La comtesse de Mussidan se dressa, la protestation aux lèvres, mais M. de Mussidan ayant ajouté froidement :

– Et c’était vrai, j’en ai acquis plus tard la certitude.

Elle retomba comme assommée, cachant son visage entre ses mains.

– Pauvre Montlouis !… poursuivait le comte, il était aimé, lui. Il avait une maîtresse, une grisette qui allait en journée pour gagner sa vie. Mais elle était plus noble cent fois par le cœur, cette pauvre fille, que l’orgueilleuse héritière que je venais d’épouser et qui était une Sauvebourg.

– Octave !… Monsieur !…

– Ah !… c’est ainsi, elle l’a prouvé. Elle s’était donnée à Montlouis, cependant, et il devait l’épouser ; il me l’avait dit. Tout le monde la croyait sage, elle était enceinte. À la mort de son amant elle a été déshonorée. On est impitoyable dans les petites villes. La première fois qu’elle sortit de l’hospice avec son enfant sur les bras, de vieilles femmes prirent de la boue au ruisseau et l’en couvrirent. Il fallait fuir…

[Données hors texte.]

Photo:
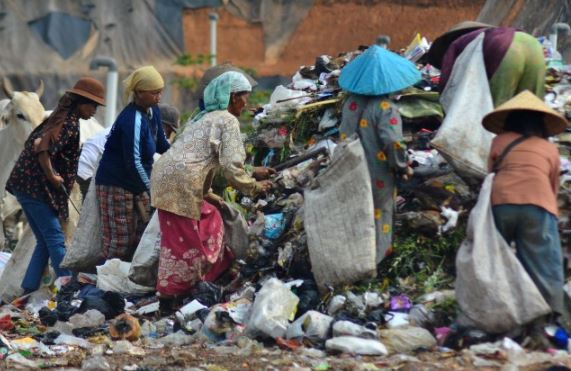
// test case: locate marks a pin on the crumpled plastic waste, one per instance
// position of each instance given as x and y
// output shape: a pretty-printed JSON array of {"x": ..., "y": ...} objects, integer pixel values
[
  {"x": 355, "y": 345},
  {"x": 125, "y": 327}
]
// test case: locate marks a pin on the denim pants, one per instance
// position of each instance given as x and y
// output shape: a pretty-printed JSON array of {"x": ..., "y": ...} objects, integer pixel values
[
  {"x": 538, "y": 248},
  {"x": 43, "y": 220}
]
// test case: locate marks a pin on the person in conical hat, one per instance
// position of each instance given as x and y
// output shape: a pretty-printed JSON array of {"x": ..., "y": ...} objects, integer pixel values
[
  {"x": 514, "y": 59},
  {"x": 369, "y": 111},
  {"x": 524, "y": 192}
]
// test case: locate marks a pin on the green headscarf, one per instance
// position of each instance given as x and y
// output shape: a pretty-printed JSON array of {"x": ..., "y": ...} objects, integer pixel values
[{"x": 217, "y": 93}]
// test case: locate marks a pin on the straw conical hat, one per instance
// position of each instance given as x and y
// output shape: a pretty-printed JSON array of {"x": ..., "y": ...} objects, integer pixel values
[
  {"x": 526, "y": 100},
  {"x": 441, "y": 44}
]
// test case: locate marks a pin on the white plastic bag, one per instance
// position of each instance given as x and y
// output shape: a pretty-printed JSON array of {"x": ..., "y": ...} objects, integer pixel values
[
  {"x": 235, "y": 231},
  {"x": 407, "y": 340},
  {"x": 145, "y": 263},
  {"x": 461, "y": 139},
  {"x": 114, "y": 276},
  {"x": 15, "y": 269},
  {"x": 274, "y": 305},
  {"x": 493, "y": 289},
  {"x": 86, "y": 248},
  {"x": 355, "y": 345},
  {"x": 339, "y": 220}
]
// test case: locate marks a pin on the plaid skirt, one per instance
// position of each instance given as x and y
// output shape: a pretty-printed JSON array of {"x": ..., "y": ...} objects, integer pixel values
[{"x": 124, "y": 217}]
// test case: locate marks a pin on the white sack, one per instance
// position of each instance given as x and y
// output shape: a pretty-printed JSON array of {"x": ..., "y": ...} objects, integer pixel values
[
  {"x": 86, "y": 248},
  {"x": 493, "y": 289},
  {"x": 145, "y": 263},
  {"x": 339, "y": 219},
  {"x": 466, "y": 99}
]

Quand il se serait agi de la vie, la comtesse n’aurait pu articuler une parole.

– Elle serait morte de faim sans moi ! disait le comte. Pauvre fille ! C’était bien peu, ce que je lui donnais. Eh bien ! avec ce peu, à force de privations, elle a élevé son fils comme celui d’un bourgeois. L’enfant est un homme aujourd’hui, et quoi qu’il arrive, son avenir est assuré, car je suis là, moi…

 

Pour les grands mouvements de l’âme, il n’est pas de circonstances extérieures. Moins profondément émus, M. de Mussidan et sa femme eussent entendu des sanglots étouffés, qui, lorsqu’ils cessaient de parler, rompaient lugubrement le silence.

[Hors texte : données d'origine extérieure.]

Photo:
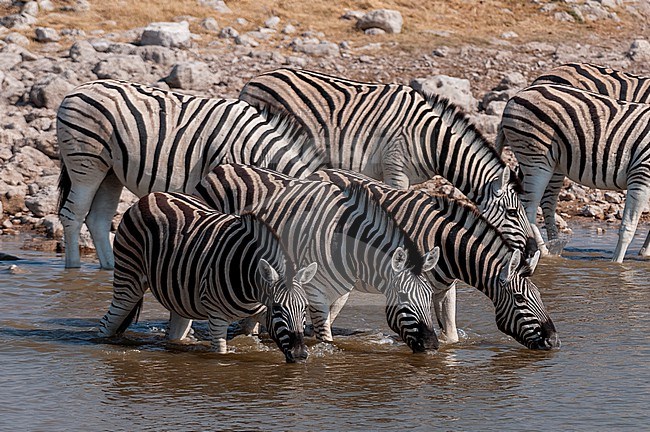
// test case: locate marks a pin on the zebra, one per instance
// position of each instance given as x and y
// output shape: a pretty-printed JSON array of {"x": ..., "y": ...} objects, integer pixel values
[
  {"x": 599, "y": 79},
  {"x": 595, "y": 140},
  {"x": 113, "y": 134},
  {"x": 350, "y": 237},
  {"x": 203, "y": 264},
  {"x": 393, "y": 133},
  {"x": 472, "y": 251}
]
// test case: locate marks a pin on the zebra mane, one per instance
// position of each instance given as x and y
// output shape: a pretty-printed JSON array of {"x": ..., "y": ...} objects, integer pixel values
[
  {"x": 250, "y": 218},
  {"x": 461, "y": 125},
  {"x": 359, "y": 193}
]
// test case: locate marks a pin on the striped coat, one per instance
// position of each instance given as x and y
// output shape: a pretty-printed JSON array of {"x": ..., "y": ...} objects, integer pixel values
[
  {"x": 113, "y": 134},
  {"x": 202, "y": 264}
]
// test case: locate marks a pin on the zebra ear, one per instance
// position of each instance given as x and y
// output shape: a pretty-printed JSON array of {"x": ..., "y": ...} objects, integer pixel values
[
  {"x": 268, "y": 273},
  {"x": 399, "y": 259},
  {"x": 511, "y": 270},
  {"x": 306, "y": 274},
  {"x": 431, "y": 259}
]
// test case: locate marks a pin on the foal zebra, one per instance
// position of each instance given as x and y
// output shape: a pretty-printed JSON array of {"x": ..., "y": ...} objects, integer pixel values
[
  {"x": 472, "y": 251},
  {"x": 350, "y": 237},
  {"x": 595, "y": 140},
  {"x": 202, "y": 264},
  {"x": 392, "y": 133},
  {"x": 113, "y": 134},
  {"x": 599, "y": 79}
]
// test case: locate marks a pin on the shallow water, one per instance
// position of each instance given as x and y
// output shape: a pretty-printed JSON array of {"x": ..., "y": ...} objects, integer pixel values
[{"x": 55, "y": 374}]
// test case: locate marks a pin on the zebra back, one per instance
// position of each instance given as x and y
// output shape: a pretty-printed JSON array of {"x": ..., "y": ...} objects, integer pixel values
[{"x": 599, "y": 79}]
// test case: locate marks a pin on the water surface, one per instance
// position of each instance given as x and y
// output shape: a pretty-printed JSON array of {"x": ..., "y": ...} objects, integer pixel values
[{"x": 55, "y": 374}]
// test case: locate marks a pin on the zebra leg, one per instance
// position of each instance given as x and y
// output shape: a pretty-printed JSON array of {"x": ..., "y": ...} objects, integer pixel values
[
  {"x": 125, "y": 307},
  {"x": 179, "y": 327},
  {"x": 101, "y": 214},
  {"x": 75, "y": 208},
  {"x": 637, "y": 198},
  {"x": 444, "y": 302},
  {"x": 218, "y": 333},
  {"x": 549, "y": 204}
]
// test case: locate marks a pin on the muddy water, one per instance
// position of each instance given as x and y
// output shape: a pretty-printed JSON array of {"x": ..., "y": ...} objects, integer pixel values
[{"x": 56, "y": 375}]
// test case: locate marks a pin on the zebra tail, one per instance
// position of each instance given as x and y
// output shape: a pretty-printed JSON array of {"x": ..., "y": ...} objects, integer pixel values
[
  {"x": 131, "y": 318},
  {"x": 65, "y": 184}
]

Souvent Mme de Mussidan avait eu, – prétendait-elle, – à souffrir des violences de son mari.

Mais jamais le comte n’avait été ainsi.

Même en ses plus furieux emportements, il ne dépassait pas certaines bornes, comme si d’avance il eut pu dire à sa colère : Tu n’iras pas plus loin.

En ce moment, une circonstance inouïe rompait toutes les digues imposées par une ferme volonté, et le torrent faisait irruption.

Et, il faut le dire, il semblait éprouver une âcre et délicieuse jouissance, un soulagement immense à donner un libre cours à toutes les amertumes qui, depuis des années, s’étaient amassées goutte à goutte en son âme.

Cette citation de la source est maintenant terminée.